Carta escrita no ano 2070
Ano 2070. Acabo de completar 50 anos, mas a minha aparência é de alguém com 85.
Tenho sérios problemas renais porque bebo muito pouca água. Creio que me resta pouco tempo. Hoje sou uma das pessoas mais idosas nesta sociedade.
Recordo quando tinha 5 anos. Tudo era muito diferente. Havia muitas árvores nos parques, as casas tinham bonitos jardins e eu podia disfrutar de um banho de chuveiro com cerca de uma hora.
Agora usamos toalhas de azeite mineral para limpar a pele. Antes, todas as mulheres mostravam as suas formosas cabeleiras. Agora, devemos rapar a cabeça para a manter limpa sem água. Antes, o meu pai lavava o carro com a água que saía de uma mangueira. Hoje, os meninos não acreditam que a água se utilizava dessa forma. Recordo que havia muitos anuncios que diziam CUIDA DA ÁGUA, só que ninguém lhes ligava - pensávamos que a água jamais podia acabar.
Agora, todos os rios, barragens, lagoas e mantos acuíferos estão irreversivelmente contaminados ou esgotados. Antes, a quantidade de água indicada como ideal para beber eram oito copos por dia por pessoa adulta.
Hoje só posso beber meio copo. A roupa é descartável, o que aumenta grandemente a quantidade de lixo e tivémos que voltar a usar os poços sépticos (fossas) como no século passado já que as redes de esgotos não se usam por falta de àgua.
A aparência da população é horrorosa; corpos desfalecidos, enrugados pela desidratação, cheios de chagas na pele provocadas pelos raios ultravioletas que já não tem a capa de ozono que os filtrava na atmosfera. Imensos desertos constituem a paisagem que nos rodeia por todos os lados. As infecções gastrointestinais, as enfermidades da pele e das vias urinárias são as principais causas de morte.
A industria está paralizada e o desemprego é dramático. As fábricas dessalinizadoras são a principal fonte de emprego e pagam-nos em agua potável o salário.
Os assaltos por um bidão de agua são comuns nas ruas desertas. A comida é 80% sintética. Pela ressequidade da pele, uma jovem de 20 anos está como se tivesse 40. Os cientistas investigam, mas não parece haver solução possivel. Não se pode fabricar agua, o oxigénio também está degradado por falta de arvores e isso ajuda a diminuir o coeficiente intelectual das novas gerações.
Alterou-se também a morfologia dos espermatozoides de muitos individuos e como consequência há muitos meninos com insuficiências, mutações e deformações.
O governo cobra-nos pelo ar que respiramos (137 m3 por dia por habitante adulto).
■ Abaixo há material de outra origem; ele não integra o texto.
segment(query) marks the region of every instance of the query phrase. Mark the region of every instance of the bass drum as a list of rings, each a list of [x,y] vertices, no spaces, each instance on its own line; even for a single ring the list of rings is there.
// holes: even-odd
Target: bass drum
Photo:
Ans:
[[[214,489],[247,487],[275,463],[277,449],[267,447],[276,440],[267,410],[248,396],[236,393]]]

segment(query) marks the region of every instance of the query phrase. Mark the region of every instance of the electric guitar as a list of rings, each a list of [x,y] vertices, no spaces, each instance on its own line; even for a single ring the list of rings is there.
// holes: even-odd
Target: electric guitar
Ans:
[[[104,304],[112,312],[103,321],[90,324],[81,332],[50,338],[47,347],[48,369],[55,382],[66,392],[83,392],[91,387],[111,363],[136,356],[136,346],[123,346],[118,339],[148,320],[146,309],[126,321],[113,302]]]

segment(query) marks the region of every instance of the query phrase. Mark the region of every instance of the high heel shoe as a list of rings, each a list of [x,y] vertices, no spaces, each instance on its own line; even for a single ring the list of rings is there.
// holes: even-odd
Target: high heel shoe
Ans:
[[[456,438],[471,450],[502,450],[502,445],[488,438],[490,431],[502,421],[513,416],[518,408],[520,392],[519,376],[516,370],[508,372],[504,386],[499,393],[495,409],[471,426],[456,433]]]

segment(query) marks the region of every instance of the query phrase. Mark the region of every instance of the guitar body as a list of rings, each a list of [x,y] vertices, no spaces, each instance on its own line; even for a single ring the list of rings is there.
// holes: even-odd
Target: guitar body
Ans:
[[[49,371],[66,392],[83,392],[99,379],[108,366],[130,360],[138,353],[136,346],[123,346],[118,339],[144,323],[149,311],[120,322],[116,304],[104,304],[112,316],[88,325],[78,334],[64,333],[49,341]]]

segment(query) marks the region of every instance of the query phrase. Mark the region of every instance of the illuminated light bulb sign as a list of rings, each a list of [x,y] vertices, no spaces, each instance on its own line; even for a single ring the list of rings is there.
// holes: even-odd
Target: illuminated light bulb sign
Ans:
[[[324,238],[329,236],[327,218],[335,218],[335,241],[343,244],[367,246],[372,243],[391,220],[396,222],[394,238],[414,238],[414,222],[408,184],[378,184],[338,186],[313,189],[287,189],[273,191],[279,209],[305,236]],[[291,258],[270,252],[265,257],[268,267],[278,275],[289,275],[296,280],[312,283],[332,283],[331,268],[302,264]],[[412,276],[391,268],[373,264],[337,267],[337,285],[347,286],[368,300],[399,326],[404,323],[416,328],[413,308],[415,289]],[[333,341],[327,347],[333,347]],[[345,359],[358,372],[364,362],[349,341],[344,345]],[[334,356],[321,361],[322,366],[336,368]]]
As pessoas que não podem pagar são retiradas das "zonas ventiladas".
Estas estão dotadas de gigantescos pulmões mecanicos que funcionam a energia solar. Embora não sendo de boa qualidade, pode-se respirar. A idade média é de 35 anos.
Em alguns países existem manchas de vegetação normalmente perto de um rio, que é fortemente vigiado pelo exercito. A água tornou-se num tesouro muito cobiçado - mais do que o ouro ou os diamantes. Aqui não há arvores, porque quase nunca chove e quando se regista precipitação, é de chuva ácida. As estações do ano tem sido severamente alteradas pelos testes atómicos. Advertiam-nos que deviamos cuidar do meio ambiente e ninguém fez caso.
Quando a minha filha me pede que lhe fale de quando era jovem descrevo o bonito que eram os
bosques, lhe falo da chuva, das flores, do agradável que era tomar banho e poder pescar nos rios e barragens, beber toda a agua que quisesse, o saudável que era a gente, ela pergunta-me:
- Papá! Porque se acabou a agua?
Então, sinto um nó na garganta; não deixo de me sentir culpado, porque pertenço à geração
que foi destruindo o meio ambiente ou simplesmente não levámos em conta tantos avisos. Agora os nossos filhos pagam um preço alto e sinceramente creio que a vida na terra já não será possivel dentro de muito pouco tempo porque a destruição do meio ambiente chegou a um ponto irreversivel.
Como gostaria voltar atrás e fazer com que toda a humanidade compreendesse isto, quando ainda podiamos fazer algo para salvar ao nosso planeta terra !
Documento extraído da revista biográfica "Crónicas de los Tiempos" de Abril de 2002.